Passion Meets Impact: Bernard's Planned Gift Will Benefit Multiple Ball State Programs
Dr. Allen W. Bernard, '68 MA '70, is a man with many interests and areas of expertise.
A retired school administrator and former university professor, Bernard is also a published writer, traveler, historic preservationist, and an avid collector of books and prints.
This Cincinnati resident is also interested helping Ball State and its students succeed, and the programs he has chosen to support are as diverse as his background. He has given back to Ball State in many ways over the years and is currently creating a charitable bequest to make a lasting impact on the programs he finds most meaningful.
Teachers College: Bernard has fond memories of Ball State in the '60s when its focus was preparing students for a career in education.
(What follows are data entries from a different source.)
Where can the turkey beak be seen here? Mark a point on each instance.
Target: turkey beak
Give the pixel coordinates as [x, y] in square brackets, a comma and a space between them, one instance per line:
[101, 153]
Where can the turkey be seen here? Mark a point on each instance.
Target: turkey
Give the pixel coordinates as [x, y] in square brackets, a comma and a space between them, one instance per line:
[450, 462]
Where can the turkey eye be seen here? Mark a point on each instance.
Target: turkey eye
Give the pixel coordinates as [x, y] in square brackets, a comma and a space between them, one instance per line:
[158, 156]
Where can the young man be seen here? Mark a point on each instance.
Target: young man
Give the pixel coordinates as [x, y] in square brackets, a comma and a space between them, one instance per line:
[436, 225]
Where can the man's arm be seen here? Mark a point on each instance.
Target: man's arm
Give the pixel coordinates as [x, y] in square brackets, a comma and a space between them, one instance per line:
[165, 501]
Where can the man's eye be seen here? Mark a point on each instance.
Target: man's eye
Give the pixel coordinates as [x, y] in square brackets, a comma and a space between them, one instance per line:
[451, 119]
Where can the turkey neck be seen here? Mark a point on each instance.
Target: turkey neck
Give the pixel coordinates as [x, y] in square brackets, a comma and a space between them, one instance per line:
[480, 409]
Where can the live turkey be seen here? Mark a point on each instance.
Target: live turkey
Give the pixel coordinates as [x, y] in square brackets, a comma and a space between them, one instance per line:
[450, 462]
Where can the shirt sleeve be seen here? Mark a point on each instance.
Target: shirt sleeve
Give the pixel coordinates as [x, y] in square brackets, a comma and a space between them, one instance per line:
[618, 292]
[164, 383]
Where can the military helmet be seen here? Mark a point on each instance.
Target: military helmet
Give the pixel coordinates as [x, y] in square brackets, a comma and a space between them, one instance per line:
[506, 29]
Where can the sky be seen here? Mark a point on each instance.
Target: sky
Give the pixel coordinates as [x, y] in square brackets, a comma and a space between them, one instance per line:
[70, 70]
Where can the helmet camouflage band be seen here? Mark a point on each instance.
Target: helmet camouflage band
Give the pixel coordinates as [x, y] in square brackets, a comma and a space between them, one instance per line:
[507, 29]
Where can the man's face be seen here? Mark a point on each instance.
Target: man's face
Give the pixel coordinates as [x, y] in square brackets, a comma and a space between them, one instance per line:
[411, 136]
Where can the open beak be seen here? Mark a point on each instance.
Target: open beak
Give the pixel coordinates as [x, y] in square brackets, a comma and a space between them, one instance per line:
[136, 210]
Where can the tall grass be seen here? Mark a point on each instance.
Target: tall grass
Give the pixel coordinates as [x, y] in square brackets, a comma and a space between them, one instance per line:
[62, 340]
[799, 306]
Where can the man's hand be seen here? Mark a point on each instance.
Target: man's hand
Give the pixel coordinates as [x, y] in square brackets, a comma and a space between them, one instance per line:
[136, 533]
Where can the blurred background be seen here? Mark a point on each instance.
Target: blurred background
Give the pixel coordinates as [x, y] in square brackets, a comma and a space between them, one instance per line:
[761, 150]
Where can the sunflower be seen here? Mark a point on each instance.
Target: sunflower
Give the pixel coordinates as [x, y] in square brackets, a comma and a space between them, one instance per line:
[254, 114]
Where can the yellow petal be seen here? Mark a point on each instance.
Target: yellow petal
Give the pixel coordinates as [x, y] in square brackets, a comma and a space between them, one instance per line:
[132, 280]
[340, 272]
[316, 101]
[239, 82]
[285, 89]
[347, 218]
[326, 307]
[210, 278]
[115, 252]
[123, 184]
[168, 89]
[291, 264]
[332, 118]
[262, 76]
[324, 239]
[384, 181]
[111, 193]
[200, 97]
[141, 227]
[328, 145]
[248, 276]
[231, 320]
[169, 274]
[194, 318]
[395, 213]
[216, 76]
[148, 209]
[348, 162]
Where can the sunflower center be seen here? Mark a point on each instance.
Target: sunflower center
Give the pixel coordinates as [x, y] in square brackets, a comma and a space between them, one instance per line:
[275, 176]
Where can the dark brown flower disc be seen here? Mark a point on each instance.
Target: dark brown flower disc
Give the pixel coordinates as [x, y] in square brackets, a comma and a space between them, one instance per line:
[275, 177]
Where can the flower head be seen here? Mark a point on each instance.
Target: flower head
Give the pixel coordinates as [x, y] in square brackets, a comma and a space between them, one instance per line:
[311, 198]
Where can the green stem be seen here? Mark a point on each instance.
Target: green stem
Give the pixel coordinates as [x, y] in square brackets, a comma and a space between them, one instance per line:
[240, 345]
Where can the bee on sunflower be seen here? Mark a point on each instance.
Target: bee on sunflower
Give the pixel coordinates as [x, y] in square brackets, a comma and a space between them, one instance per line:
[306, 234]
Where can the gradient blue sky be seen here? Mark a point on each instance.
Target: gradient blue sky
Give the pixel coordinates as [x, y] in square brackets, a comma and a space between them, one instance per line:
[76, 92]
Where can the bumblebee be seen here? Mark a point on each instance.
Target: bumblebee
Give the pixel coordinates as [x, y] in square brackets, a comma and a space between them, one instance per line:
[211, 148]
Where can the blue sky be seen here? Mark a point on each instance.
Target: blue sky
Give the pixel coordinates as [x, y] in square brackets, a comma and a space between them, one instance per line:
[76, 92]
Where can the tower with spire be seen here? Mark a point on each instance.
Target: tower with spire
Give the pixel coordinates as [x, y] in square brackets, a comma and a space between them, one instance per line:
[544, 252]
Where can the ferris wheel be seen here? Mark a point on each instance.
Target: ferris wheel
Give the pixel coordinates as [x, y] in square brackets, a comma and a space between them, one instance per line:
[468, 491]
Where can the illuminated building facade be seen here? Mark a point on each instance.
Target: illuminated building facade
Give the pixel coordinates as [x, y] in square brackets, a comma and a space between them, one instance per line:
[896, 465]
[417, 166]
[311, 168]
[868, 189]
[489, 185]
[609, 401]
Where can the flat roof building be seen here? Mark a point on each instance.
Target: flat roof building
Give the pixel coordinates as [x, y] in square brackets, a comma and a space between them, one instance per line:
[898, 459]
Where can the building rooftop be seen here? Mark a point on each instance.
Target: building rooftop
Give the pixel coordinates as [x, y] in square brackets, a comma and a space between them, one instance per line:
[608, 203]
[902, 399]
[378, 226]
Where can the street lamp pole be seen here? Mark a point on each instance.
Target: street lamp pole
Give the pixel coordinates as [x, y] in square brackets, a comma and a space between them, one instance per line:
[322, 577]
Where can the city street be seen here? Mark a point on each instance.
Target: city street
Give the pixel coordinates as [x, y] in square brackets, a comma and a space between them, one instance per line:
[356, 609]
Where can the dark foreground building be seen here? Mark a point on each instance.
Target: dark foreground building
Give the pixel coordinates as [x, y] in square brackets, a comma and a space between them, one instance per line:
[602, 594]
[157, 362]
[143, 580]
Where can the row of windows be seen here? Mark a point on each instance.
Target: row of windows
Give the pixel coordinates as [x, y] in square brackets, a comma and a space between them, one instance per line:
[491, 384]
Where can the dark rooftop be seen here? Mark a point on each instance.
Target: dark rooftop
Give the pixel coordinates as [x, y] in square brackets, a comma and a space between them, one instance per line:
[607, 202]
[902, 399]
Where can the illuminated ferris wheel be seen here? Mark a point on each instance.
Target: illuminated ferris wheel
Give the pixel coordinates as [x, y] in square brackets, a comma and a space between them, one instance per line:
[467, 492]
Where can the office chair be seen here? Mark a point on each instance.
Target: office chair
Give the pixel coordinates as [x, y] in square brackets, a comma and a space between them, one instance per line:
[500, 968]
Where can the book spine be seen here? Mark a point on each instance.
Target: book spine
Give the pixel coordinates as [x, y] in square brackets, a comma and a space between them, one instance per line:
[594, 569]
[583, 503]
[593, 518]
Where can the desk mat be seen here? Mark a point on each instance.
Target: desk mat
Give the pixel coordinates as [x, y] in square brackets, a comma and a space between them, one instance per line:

Many of his professors both challenged and supported him, which helped build a good foundation for his career as an educator. To enhance the learning experience for generations of education students, Bernard has endowed a lectureship series in Teachers College and may provide additional support to this academic college in the future.
Multicultural Center: Bernard said he would also like to fund a lectureship series through Ball State's Multicultural Center to help promote diversity and cultural acceptance on campus.
"The presence of Ball State's Multicultural Center is an important contribution toward the goals of helping students experience diversity in many aspects of their cultural life," he says.
David Owsley Museum of Art: Bernard gained an appreciation for the arts as a Ball State student when he was hosting a visiting professor from Georgetown University. "The first thing he wanted to see was the Art Museum," he remembered. "He walked away from that building amazed at the quality of art that he had seen there and spoke to me of the art treasures that I never knew were exhibited there." This has inspired Bernard to support DOMA in many ways, including in-kind donations of prints from his personal art collection.
Student Volunteer Services: Bernard worked as one of the first student coordinators in Student Volunteer Services, and plans to support this program, established in 1965, that fosters education, leadership, and community service. "The organization grew from a small voluntary forum of community service to become an enormous organization giving thousands of students an opportunity to participate in human interactions at a most basic level," he says.
Bernard noted that each year it becomes more vital for alumni to give back to the University as state funding is dwindling. Many times, a planned gift allows you to follow your passion, leave your legacy, and make a larger contribution than what may be possible during your lifetime.
"Knowing that we are paving a way for future generations of Cardinals is why I chose to join the Beneficence Society by confirming my planned gift with the Ball State University Foundation," he says. "You're helping to make Ball State the best it can be for students, alumni, faculty, staff and the entire University community."